As another embodiment, the opening cross-sectional area of the valve seat portion can be directly configured as an orifice without providing the orifice plate of the first element valve. However, in this case, it is necessary to prepare two types of element valves, the second, third, and fourth element valves, which are the same as the first element valve below. Further, if the orifice plate is provided not at the opening of the downward flow passage but at the opening of the upward flow passage, the flow rate characteristic is slightly inferior, but the object of the present invention can be achieved.

[0010]

[Effect of the device]

 According to the present invention, machining of the valve body is simplified and facilitated, and machining and mounting of the orifice plate is facilitated. Moreover, since it is sufficient to prepare one model of each element valve, it is highly producible for mass production, and it is possible to provide an inexpensive digital valve as a whole.

[Brief description of drawings]

FIG. 1 is a vertical sectional view of a digital valve according to an embodiment of the present invention.

FIG. 2 is a sectional view taken along line AA of FIG.
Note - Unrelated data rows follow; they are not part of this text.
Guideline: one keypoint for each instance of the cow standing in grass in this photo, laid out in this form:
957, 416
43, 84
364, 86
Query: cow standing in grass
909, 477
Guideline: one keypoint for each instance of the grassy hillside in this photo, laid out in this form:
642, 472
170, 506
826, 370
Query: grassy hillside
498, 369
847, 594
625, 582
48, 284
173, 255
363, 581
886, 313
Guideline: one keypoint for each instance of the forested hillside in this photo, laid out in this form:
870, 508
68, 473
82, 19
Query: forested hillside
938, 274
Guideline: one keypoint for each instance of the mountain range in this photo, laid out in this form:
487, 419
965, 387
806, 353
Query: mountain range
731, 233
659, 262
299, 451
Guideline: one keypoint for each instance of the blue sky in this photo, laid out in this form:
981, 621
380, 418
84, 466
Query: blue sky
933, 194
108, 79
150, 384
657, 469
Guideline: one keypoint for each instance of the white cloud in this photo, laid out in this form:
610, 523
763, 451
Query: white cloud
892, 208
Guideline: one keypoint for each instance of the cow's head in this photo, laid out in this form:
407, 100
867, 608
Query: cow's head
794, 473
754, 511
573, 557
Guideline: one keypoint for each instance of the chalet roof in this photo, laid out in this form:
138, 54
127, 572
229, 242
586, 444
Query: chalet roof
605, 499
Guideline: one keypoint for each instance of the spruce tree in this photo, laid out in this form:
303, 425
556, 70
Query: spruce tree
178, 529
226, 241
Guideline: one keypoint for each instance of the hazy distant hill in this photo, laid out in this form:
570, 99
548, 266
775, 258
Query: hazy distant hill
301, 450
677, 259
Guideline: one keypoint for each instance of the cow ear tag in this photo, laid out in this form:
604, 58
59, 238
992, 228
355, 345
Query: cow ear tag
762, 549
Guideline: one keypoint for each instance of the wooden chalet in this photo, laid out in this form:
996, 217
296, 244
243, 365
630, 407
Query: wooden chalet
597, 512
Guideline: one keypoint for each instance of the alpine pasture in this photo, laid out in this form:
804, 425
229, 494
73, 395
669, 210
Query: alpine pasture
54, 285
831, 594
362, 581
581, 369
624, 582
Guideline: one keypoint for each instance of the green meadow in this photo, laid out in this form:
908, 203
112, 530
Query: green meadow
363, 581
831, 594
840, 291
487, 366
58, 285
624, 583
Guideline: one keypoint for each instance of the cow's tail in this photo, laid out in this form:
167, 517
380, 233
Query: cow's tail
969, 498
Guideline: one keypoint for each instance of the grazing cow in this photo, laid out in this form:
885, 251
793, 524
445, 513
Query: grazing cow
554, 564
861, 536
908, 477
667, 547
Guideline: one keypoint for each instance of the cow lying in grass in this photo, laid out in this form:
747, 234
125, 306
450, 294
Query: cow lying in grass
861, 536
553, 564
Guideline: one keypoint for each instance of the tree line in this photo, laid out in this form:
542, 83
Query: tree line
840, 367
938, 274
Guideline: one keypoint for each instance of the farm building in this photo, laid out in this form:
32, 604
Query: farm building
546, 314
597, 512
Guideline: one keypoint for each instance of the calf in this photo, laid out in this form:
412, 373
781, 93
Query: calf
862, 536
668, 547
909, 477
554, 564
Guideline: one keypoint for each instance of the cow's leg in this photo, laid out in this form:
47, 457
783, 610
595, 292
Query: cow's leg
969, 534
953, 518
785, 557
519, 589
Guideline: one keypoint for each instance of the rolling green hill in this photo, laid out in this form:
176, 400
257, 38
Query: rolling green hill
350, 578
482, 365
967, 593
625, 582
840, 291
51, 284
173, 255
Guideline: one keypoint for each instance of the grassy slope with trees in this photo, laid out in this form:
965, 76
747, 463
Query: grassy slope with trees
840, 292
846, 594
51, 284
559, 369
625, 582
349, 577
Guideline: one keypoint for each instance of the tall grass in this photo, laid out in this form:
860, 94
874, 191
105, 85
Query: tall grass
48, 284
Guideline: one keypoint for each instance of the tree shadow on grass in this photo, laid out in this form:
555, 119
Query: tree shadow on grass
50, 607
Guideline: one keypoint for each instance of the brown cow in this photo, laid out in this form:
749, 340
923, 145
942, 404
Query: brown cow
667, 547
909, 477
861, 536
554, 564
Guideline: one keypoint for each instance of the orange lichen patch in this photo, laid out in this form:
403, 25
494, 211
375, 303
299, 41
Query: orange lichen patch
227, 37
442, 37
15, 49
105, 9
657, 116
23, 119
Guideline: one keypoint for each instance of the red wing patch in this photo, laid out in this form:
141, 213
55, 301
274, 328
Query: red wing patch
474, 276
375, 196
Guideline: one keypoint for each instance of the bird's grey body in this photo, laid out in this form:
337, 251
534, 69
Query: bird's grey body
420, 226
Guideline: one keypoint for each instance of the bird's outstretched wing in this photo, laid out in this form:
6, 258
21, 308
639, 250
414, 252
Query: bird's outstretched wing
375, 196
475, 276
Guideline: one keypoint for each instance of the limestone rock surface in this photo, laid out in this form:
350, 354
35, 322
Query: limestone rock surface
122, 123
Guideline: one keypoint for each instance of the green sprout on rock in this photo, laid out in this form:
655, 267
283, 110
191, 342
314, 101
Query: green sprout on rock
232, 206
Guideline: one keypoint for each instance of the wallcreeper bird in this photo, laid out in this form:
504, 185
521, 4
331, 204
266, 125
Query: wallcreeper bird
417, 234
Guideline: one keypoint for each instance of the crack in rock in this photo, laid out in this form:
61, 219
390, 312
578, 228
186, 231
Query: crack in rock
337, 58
FIG. 3 is a vertical sectional view showing an example of a conventional digital valve.

[Explanation of symbols]

 1 Valve Main Body 2a First Element Valve 8 Upstream Liquid Reservoir 9 Downstream Liquid Reservoir 7 Port 33 Valve Seat 61 Upward Flow Path 62 Downward Flow Path 30 Orifice Plate

Claims (2)

[Scope of utility model registration request] 1. An upstream liquid reservoir communicating with the inlet and a downstream liquid reservoir communicating with the outlet are arranged laterally opposite to each other, and an upward flow passage communicating with the upstream liquid reservoir, and the downstream. N (N ≧ 2) N valves (N ≧ 2) for communicating and closing the valve main body formed by opening a downward flow passage communicating with the side liquid reservoir in the upper portion of the main body and the valve seat portion connecting the upward flow passage and the downward flow passage. An element valve is provided on the upper part of the valve body, and the n-th valve (2 ≦ n ≦
N) In the element valve, an orifice plate having a port that is 2n-1 times the minimum cross-sectional area of the flow path of the first element valve is provided at one of the openings at the upper part of the main body and the connection portion between the element valve. A digital valve characterized by being sandwiched. 2. The digital valve according to claim 1, wherein the orifice plate is provided so as to be sandwiched between a connecting portion between the opening of the downward flow passage and the element valve.